= Automated quality control of meteorological observations =

Spotting inaccurate weather observations

A meteorological observation at a given place can be inaccurate for a variety of reasons, such as a hardware defect. Quality control can help spot which meteorological observations are inaccurate.

One of the main automated quality control programs used today in the area of meteorological observations is the meteorological assimilation data ingest system (MADIS).

==History==
Weather observation quality control systems verify probability, history, and trends. One of the main and simplest forms of quality control is the check of probability. This check throws out impossible observations, such as the dew point being higher than the temperature or data outside acceptable ranges, such as temperatures over 200 degrees Fahrenheit. Another basic quality control check is to have the data compared to preset geographic extremes, perhaps combined with diurnal variations. However this only flags the data as uncertain because the station could be reporting correctly but there is no way to know. A better way is to correlate with previous observations as well as the other simple checks. This method uses one hour persistence to check the quality of the current observation. This method makes continuity of observations better since the system is able to make better judgments on whether the current observations are bad or not.

==Current==
Systems such as MADIS use a three-pronged approach to quality control.
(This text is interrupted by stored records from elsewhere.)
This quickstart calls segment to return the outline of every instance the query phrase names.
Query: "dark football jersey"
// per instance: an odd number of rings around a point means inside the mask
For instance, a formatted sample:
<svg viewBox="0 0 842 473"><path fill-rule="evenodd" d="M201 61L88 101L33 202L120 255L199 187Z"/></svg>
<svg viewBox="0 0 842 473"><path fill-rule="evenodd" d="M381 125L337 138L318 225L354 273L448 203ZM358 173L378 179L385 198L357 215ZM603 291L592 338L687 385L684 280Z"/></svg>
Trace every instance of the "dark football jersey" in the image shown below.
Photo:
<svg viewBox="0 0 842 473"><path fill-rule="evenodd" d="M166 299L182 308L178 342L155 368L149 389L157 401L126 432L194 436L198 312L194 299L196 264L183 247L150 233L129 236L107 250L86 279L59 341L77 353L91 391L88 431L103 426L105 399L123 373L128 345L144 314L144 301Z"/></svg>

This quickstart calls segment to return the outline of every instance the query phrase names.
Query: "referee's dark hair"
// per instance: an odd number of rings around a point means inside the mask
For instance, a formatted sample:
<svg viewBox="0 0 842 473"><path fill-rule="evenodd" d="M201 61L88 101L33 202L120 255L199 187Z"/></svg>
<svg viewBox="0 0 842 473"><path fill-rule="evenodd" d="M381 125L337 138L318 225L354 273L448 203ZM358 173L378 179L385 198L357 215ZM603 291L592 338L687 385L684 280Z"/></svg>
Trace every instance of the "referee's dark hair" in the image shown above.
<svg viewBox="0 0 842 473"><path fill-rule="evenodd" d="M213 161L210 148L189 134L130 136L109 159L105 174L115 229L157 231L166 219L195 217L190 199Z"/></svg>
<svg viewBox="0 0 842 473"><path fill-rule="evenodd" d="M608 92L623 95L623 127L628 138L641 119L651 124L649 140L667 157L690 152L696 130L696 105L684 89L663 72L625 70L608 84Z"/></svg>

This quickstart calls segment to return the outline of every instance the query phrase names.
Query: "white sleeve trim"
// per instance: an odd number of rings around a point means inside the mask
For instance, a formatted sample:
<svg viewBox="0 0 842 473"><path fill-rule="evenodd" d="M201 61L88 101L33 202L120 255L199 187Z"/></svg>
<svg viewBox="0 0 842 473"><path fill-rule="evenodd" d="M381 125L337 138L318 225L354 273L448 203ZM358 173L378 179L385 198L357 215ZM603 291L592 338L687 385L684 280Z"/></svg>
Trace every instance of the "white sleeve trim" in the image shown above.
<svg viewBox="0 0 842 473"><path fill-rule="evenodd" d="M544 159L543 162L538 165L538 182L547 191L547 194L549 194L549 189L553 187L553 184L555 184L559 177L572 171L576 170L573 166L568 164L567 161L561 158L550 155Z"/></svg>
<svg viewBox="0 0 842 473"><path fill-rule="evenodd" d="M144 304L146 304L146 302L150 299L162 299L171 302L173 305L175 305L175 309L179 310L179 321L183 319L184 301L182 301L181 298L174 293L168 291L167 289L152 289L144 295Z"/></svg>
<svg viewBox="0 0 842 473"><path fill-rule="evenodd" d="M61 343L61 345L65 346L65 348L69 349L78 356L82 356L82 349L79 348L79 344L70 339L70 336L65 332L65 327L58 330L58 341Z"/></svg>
This approach is much better mainly because it has more information to compare the current observation to. The first part of the process is the limit check. As already described the program checks whether the observation is within predetermined limits that are set according to whether they can physically exist or not. The second part is the temporal check which compares the station to its closest surrounding stations. The third part is internal checking, which compares the observation to previous ones and sees whether it makes sense or not. It also takes into account present weather conditions so that the data is not considered bad just because the system is set for fair weather.

Each one of MADIS' quality control checks are organized into three different levels. Level one is the validity tests, level two is the internal checks and also statistical spatial tests and level three is the spatial test. The level two statistical spatial test tests whether or not the station has failed any quality control check more than 75% of the time during the previous seven days. Once this has happened the station will continue to fail until it improves to failing only 25% of the time. The spatial check for the MADIS program also uses a reanalysis procedure: If there is a large difference between the station being checked and the station that it is being checked against, then one of them is wrong. Instead of assuming that the station being checked is wrong, the program then moves on to the other stations that are near the one being checked. If the station that is being checked still is way off compared to most of the stations surrounding it then it is flagged as bad. However if the station is close to all of the other ones except for one then that one is assumed bad.